Teleworking and its security challenges are growing

Mar 23, 20042 mins

* Remote-user security enforcement options expand

Work trends indicate that the remote-client security challenge is only growing larger and more complex.

Home-based teleworking by U.S. employees has grown nearly 40% since 2001, according to the International Telework Association & Council. In 2003, ITAC reports, there were 23.5 million teleworkers with employers and another 23.4 million self-employed teleworkers.

This explains the rash of managed client-security services from remote-access connectivity companies. Among them:

* GRIC Communications’ Total Security Protection service, introduced last month.

* iPass’ Endpoint Policy Management offering, launched in October.

* Fiberlink’s Dynamic Network Architecture and Extended360 secure client service, announced in September.

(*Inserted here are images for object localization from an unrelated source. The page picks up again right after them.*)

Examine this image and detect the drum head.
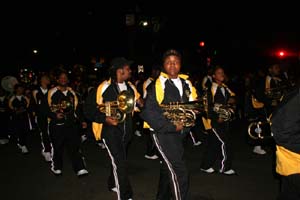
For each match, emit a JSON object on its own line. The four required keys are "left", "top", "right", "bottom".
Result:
{"left": 1, "top": 76, "right": 18, "bottom": 93}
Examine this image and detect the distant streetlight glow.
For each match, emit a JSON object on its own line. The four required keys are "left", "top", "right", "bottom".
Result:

These network-connectivity companies have integrated security partners’ point-product security software technologies into a policy enforcement and remediation service as a value-added option. The services either block remote access or automatically update client security software if it doesn’t comply with corporate policy when a user attempts to authenticate to the network.

As an alternative to using a service, you can opt to man these check points yourself.

For example, worldwide carrier Infonet’s MobileXpress Professional remote-access service, announced last week, contains a complementary software tool kit that reportedly lets you manage end-user security-policy compliance from a single portal-based interface. The connectivity service itself adds wireless access to its existing dial-connectivity options via Wi-Fi hot spots, GSM/GPRS and CDMA 2G services in the U.S. These wireless-access options, plus CDMA EV-DO and Personal Handyphone Service, are available in Japan.

Meanwhile, companies such as Sygate and Zone Labs offer centrally managed client/server policy enforcement software that you install. Zone Labs also recently announced a clientless solution – dubbed Integrity Clientless Security – to mitigate risks posed by endpoints accessing the enterprise network via the Web and Secure Sockets Layer VPNs.